The BLACC collection weaves together the compelling stories of Black individuals in the county, often told in their own words. Through a diverse array of images, documents, and personal narratives, the collection offers a profound glimpse into the lived experiences of the Black community over the last 120 years and more.

At the heart of this initiative is the desire to address a dearth of knowledge regarding local Black history contained in the library’s collection. The special exhibit and associated events will bring these valuable resources to the forefront of public consciousness, providing a unique opportunity for residents to engage with and learn from this rich tapestry of history.

The exhibit is designed not only to inform but also to foster a sense of connection, empathy, and respect among residents and visitors. By providing points of reference, the exhibit aims to contribute to a more complex, collaborative, cohesive, and just community ethos. The hope is that this newfound awareness will influence how visitors interact with the collection and one another, as well as shape expectations for local government, civic organizations, and business leaders as they plan for the future of all county residents.
The youth workshop will be facilitated by Jackson and two community holders of traditions that are discussed in many of the BLACC oral histories, Nkoula Badila and Zien-Celeste. Clips from the BLACC Collection and the more recent CLOVS oral history collections will be shared, followed by discussion that will ground the youth attendees in the collection and the theme of legacy. The workshop will then break into two sessions. One session, taught by Nkoula Badila, will focus on home remedies with a hands-on component. In the second session, Zien-Celeste will facilitate youth, using archival images, to choose a photo and transform its appearance through the cyanotype process. In this way, they will be able to have a creative conversation with the collection while adding to the exhibit themselves through their creations.

Finally, the library will offer an educator workshop to familiarize local public, private, home, out-of-school time, and community educators with the BLACC Oral History Project collection and help them discover how it can be used to support learning. Jackson will facilitate the event along with youth researcher Jayden Cross and Elaine Eichelberger and Brenda Shufelt, who are also assisting with research and curation for this project. The anchor for this workshop will be the information from a syllabus that was created in the 1980s as a culmination of the research and recording of oral histories for the BLACC collection. Participants will listen to clips from the BLACC and CLOVS oral histories and view examples from the research on local Black history included in the BLACC collection. Educators will then discuss how these resources can be used in their classrooms. Educators will also be introduced to various online resources, including the library's BLACC Image Collection on the History Room website, the BLACC Oral History website, the online CLOVS, the BLACC image collection on NY Heritage, and Consider the Source NY.

This program was funded in part by Humanities New York, with support from the National Endowment for the Humanities.
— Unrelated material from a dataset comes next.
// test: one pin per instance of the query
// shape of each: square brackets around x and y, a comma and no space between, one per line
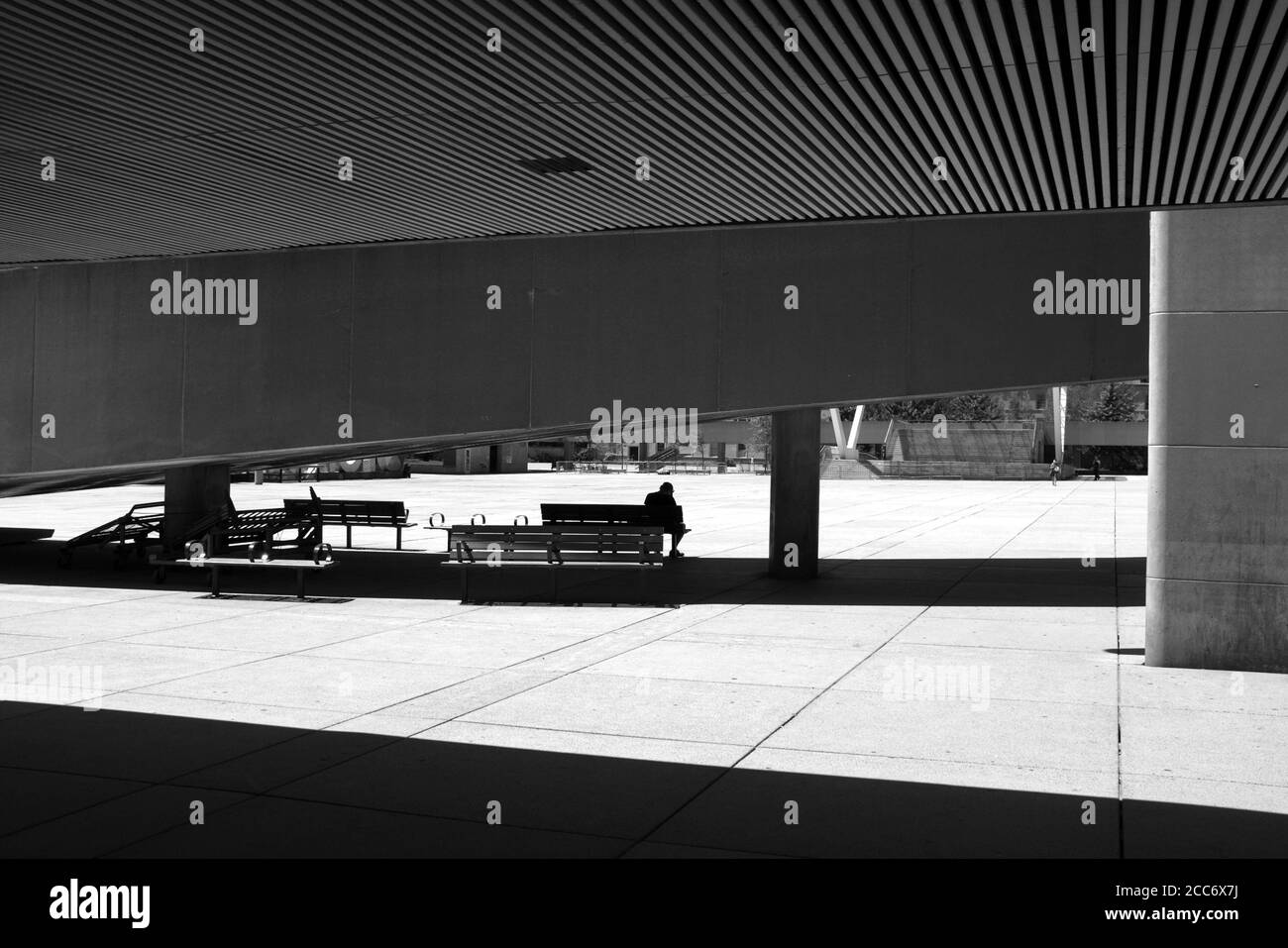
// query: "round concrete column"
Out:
[1218,571]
Any views, findings, conclusions, or recommendations expressed through this exhibition/programming do not necessarily represent those of the National Endowment for the Humanities.

1 comment:

  1. This is so wonderful, and Marcella Beigel who was the sole person responsible (in my eyes) for the birth of this project, is smiling from Heaven to see this level of interaction with the project that was so much more than just a "project" for retired seniors to work on - it encompassed something that she felt so strongly about - having these stories not only recorded, but used, it was truly her dream. Marcella was the Program Director of the Retired Senior Volunteer Program in Columbia County for many, many years (her own story is tragic and unique) she was a visionary and someone I regarded as a mentor (I worked at COI, the lead agency for RSVP in Columbia County, many years ago, and after I left there I served on the RSVP Advisory Committee) - I remember many passionate discussions about the importance of recording these stories for future use. Bravo to the Hudson Area Library for bringing this to fruition!